"On n'est pas dans le futurisme, mais dans un drame bourgeois ou un thriller atmosphérique"
Brun va mourir. Il laissera bientôt ses terres à son fils Mo. Mais avant de disparaître, pour éviter la faillite et gommer son image de pollueur, il décide de couvrir ses champs de gigantesques éoliennes. Mo, lui, aime la lenteur des jours, la quiétude des herbages, les horizons préservés. Quand le chantier démarre, un déluge de ferraille et de béton s'abat sur sa ferme. Mo ne supporte pas cette invasion qui défigure les paysages et bouleverse les équilibres entre les hommes, les bêtes et la nature. Dans un Jura rude et majestueux se noue le destin d'une longue lignée de paysans. Aux illusions de la modernité, Mo oppose sa quête d'enracinement. Et l'espoir d'un avenir à visage humain.Avec Mohican, Éric Fottorino mobilise toute la puissance du roman pour brosser le tableau d'un monde qui ne veut pas mourir.
Aux Soulaillans, une ferme jurassienne, Brun Danthôme apprend qu'il est atteint d'une leucémie. Inquiet pour l'avenir de ses terres, il accepte que trois immenses éoliennes y soient implantées. Le chantier défigure les paysages, bouleverse la faune et la flore et transforme la terre nourricière en une sorte de tableau infernal.

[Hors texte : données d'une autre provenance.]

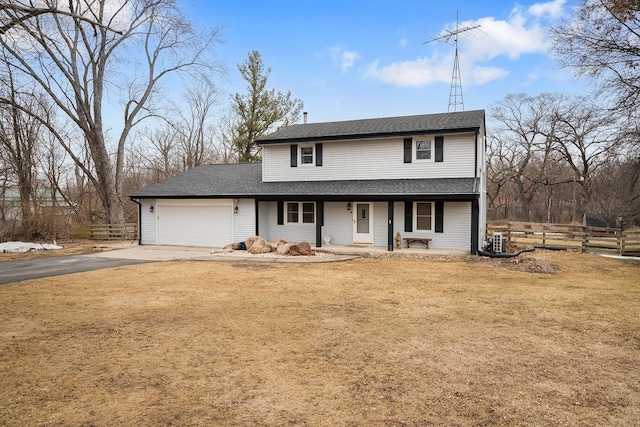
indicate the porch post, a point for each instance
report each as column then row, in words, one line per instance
column 257, row 217
column 319, row 223
column 390, row 227
column 475, row 225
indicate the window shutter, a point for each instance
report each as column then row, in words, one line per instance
column 439, row 148
column 408, row 145
column 439, row 217
column 408, row 217
column 318, row 154
column 280, row 213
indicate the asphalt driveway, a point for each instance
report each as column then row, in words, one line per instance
column 17, row 271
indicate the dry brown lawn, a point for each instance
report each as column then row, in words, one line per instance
column 553, row 340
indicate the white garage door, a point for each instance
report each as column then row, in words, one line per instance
column 195, row 222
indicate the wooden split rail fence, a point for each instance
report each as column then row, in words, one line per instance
column 568, row 236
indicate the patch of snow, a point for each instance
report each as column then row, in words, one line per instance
column 26, row 247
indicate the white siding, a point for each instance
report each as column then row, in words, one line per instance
column 244, row 222
column 148, row 235
column 456, row 227
column 270, row 229
column 371, row 159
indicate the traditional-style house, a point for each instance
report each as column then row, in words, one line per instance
column 357, row 182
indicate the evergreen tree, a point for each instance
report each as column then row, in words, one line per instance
column 259, row 111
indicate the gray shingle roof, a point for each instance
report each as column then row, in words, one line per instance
column 245, row 180
column 370, row 128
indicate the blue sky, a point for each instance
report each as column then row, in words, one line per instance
column 355, row 59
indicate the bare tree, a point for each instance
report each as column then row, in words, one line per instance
column 601, row 42
column 195, row 130
column 19, row 136
column 519, row 141
column 585, row 136
column 81, row 66
column 18, row 11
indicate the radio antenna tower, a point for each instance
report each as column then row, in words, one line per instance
column 455, row 93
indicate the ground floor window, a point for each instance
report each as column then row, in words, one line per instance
column 423, row 216
column 301, row 212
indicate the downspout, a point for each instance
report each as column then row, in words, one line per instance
column 475, row 169
column 139, row 219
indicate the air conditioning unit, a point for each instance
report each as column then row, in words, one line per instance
column 498, row 244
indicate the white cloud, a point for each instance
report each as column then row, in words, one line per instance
column 348, row 60
column 345, row 58
column 553, row 9
column 420, row 72
column 521, row 34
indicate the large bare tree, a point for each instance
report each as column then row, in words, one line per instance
column 602, row 41
column 100, row 52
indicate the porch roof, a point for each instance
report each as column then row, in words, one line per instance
column 245, row 181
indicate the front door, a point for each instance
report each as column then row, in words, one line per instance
column 363, row 223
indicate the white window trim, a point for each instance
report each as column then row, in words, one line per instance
column 313, row 154
column 415, row 148
column 300, row 214
column 415, row 218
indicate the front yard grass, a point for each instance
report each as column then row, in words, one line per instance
column 552, row 340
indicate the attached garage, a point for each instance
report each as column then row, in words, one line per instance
column 194, row 222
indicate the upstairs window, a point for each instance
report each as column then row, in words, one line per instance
column 423, row 149
column 306, row 155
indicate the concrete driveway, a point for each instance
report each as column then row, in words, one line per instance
column 17, row 271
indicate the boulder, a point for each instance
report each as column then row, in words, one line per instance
column 302, row 248
column 258, row 246
column 283, row 248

Affaibli par la maladie, le vieux paysan tente d'échapper à cette vision de béton et de bitume en lui substituant les souvenirs de son enfance et de sa jeunesse. Mo, son fils, a choisi des méthodes de culture et d'élevage davantage respectueuses des cycles naturels, mais le même profond enracinement dans ce terroir les relie tous deux alors qu'ils ne sont jamais parvenus à exprimer leur attachement mutuel. Cependant la mort qui approche rebat les cartes et libère enfin les mots trop longtemps retenus.
En revisitant le passé, c'est l'évolution du monde paysan que Brun et Mo mettent en évidence. Toute une lignée de femmes et d'hommes courbés sur une terre imprégnée de leur sueur, modelée par leurs bras et les outils qu'ils se sont donnés, une terre à la fois complice alliée et ennemie, parfois, lorsque les aléas du temps la rendent improductive. C'est l'apparition de la culture intensive, de l'expansion des champs, de la motorisation, des herbicides, des engrais, de la nécessité de produire toujours plus et plus vite, jusqu'à épuiser la terre, jusqu'à l'empoisonner. Et Brun comprend que la maladie qui le tue n'est probablement pas l'effet du hasard... Mohican, n'est-ce pas aussi la marque d'un herbicide réputé toxique ?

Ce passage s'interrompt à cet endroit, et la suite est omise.